# Best broadhead for crossbow?



## Gary in Ohio (Jun 29, 2009)

The big issue here is that crossbows can't be tuned like a compound. So, if the broadheads impact at a different location than field points, there isn't much you can do about it. The first thing is make sure you're cocking the string to the same location every time. Also make sure all the bolts are tight and that the string and cables are not overly worn. If that doesn't help you can try changes to the arrows like different fletching, different broadheads or even different weight field points.

I'd say get some slick tricks and give them a try. If they land within a 2 or 3 inches at 30 or 40 yards, adjust your sight to that POI and go hunting. If they are more off than that, try different arrows or use a mechanical like the Grim Reaper.


----------



## dave308 (Sep 16, 2006)

We where shooting my father-in-laws crossbow yesterday with different BH's. The slick tricks and magnus buzzcuts hit identical to the field points. The muzzy 4 blades where another story, they went all different directions.


----------



## PAkilla86 (Mar 17, 2009)

My future father inlaw has had great success with Wasp Jack Hammers outta his Xbow...but im trying to sway him to Magnus Buzzcuts...lol.:wink:


----------



## Dr.E (Apr 29, 2009)

Try the Steelhead, they shoot exactly like your field points and are 100% steel so they will take the high KE output that most crossbows put out.


Good luck


----------



## RUTTING BULL (Oct 19, 2008)

wathched my buddy the other day shooting his x-bow with 125 gr montecs and they were flying perfect for him. the dealer told him shoot 125 and higher. I dont know why but thats what they told him. he shoots 100 gr montecs out of his compound bow. hes killed 4 mega bucks with his compound in 4 years so dont no why he got a xbow?


----------



## Gary in Ohio (Jun 29, 2009)

RUTTING BULL said:


> wathched my buddy the other day shooting his x-bow with 125 gr montecs and they were flying perfect for him. the dealer told him shoot 125 and higher. I dont know why but thats what they told him. he shoots 100 gr montecs out of his compound bow. hes killed 4 mega bucks with his compound in 4 years so dont no why he got a xbow?

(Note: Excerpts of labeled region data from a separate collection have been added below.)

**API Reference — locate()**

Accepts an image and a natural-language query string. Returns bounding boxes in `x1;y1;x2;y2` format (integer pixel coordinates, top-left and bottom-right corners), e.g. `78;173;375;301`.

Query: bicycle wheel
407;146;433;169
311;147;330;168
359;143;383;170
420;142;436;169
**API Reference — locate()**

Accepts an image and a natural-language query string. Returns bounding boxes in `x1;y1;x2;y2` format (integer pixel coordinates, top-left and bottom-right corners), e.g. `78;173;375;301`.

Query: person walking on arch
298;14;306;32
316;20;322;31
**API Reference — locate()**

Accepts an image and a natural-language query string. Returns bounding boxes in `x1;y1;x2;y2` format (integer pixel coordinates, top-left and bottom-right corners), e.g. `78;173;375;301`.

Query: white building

The shorter crossbow arrows need more FOC to fly accurately than the longer compound bow arrows. IIRC 15 to 18% is ideal. Some arrows, like Gold Tip Laser II, are available with a brass insert. This allows you to shoot 100 or 125 grain broadheads and still have a good FOC.


----------



## bob limpert (Jan 13, 2004)

I shoot the 2 bladed Rage out of my Barrnet Quad 400 and have had no problems. They do a good job.


----------



## flathead (Feb 21, 2008)

Revolution


----------



## ricksmathew (Sep 7, 2005)

My cousin shoots Slick Trick 100 Magnums out of his crossbow with no problems at all!


----------



## lostinbass (May 10, 2007)

Grim Reaper 125gr. work great on my son's Parker Buckbuster.


----------



## harkybowhunter (Aug 13, 2007)

I barrowed a Horton Summit 150 xbow for my kids to hunt with this year. We have shot 125g montecs and thunderheads and 100g 2-blade rages and all three easily hit well enough to hunt out to 25 yards.


----------



## Capt hook (Sep 11, 2006)

I put 3 100gr 3blade muzzy's in the same hole 3 times one shot at a time else I be buying new bolts ...Hook


----------



## crazy4hunting (Feb 4, 2006)

There's a xbow section on here. Try posting in there. Probably get more answers


----------